When you feel like God doesn’t intervene or care or if you leave your husband, that you are going to Hell, and are therefore trapped in a cycle of abuse that makes you vomit up everything you eat because of fear, then you have nowhere to go but down into the pit of Hell itself. I am adamant that God does care, and doesn’t want any wife to be treated in this way. But I realise that on the other side of the coin, there are many wives who will justify leaving their husbands for a minor infringement like not taking the trash out! So this chapter has to be read assuming that a marriage is not in the extreme range of violence against the woman.
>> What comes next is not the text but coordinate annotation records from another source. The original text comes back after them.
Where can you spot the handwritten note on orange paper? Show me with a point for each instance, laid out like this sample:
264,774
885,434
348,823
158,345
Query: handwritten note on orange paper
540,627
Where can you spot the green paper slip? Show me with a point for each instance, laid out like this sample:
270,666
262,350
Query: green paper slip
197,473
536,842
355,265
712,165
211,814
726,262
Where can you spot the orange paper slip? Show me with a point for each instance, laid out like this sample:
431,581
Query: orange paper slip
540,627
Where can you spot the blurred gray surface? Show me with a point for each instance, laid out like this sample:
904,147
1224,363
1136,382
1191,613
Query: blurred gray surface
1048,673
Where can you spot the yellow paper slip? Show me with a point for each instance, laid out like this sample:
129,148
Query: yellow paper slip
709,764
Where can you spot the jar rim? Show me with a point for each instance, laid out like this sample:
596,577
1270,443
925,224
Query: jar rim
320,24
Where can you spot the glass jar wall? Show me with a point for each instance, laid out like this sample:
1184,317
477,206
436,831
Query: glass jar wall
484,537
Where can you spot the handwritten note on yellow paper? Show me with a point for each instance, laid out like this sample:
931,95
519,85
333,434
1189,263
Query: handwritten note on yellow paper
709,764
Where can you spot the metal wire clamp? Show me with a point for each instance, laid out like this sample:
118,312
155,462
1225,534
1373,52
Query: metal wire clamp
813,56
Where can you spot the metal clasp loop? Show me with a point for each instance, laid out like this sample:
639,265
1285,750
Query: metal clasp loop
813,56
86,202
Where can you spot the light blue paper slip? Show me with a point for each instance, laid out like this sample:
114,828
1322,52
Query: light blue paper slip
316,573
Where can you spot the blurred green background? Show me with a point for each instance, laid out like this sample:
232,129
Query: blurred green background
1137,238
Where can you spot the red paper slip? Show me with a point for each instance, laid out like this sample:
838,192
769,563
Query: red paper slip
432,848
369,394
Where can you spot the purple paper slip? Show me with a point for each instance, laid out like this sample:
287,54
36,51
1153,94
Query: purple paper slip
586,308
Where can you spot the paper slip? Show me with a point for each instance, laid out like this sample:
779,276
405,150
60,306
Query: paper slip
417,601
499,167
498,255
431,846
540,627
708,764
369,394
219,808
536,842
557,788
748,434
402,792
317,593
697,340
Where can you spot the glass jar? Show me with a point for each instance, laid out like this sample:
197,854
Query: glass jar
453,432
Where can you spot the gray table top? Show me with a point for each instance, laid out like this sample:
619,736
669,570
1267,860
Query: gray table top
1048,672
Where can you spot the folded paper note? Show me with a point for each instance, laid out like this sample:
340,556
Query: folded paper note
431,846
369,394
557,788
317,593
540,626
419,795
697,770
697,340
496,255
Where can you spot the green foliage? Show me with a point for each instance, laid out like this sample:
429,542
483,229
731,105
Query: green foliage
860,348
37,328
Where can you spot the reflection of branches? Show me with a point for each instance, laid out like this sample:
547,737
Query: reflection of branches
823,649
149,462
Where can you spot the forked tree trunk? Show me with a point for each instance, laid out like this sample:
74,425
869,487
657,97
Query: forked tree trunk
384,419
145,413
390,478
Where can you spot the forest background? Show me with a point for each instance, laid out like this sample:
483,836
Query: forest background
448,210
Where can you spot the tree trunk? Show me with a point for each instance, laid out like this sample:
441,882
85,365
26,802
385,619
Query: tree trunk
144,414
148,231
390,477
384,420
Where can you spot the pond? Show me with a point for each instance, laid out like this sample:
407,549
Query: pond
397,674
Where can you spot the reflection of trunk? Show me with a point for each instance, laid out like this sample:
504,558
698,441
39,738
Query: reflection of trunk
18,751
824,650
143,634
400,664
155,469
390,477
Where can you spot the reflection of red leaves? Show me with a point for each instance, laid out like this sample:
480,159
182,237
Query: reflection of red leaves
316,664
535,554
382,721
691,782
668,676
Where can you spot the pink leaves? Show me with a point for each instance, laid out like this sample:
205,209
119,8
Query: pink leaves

I wasn’t going to get personal in my critique, but maybe some women reading this will identify and be helped by what I write! Balance, dear Sisters, balance and wisdom in ALL things! So this chapter to me is one where I nod and turn the page over!
I have made notes of other things both good and bad to comment on, but I now realise that in all honesty, the more I delve into this book, the more I find it disturbs me. There are too many things that Debi Pearl writes about that are not backed up by scripture and in other situations, I feel that she and Michael offer no real answer for those married to men who are habitually abusing their wives. I am not really well enough at the moment to write about each and every chapter, so I will make a blanket critique of this book by saying IMO the advice is often unrealistic and even dangerous- especially about keeping silent if you are a wife suffering from abuse.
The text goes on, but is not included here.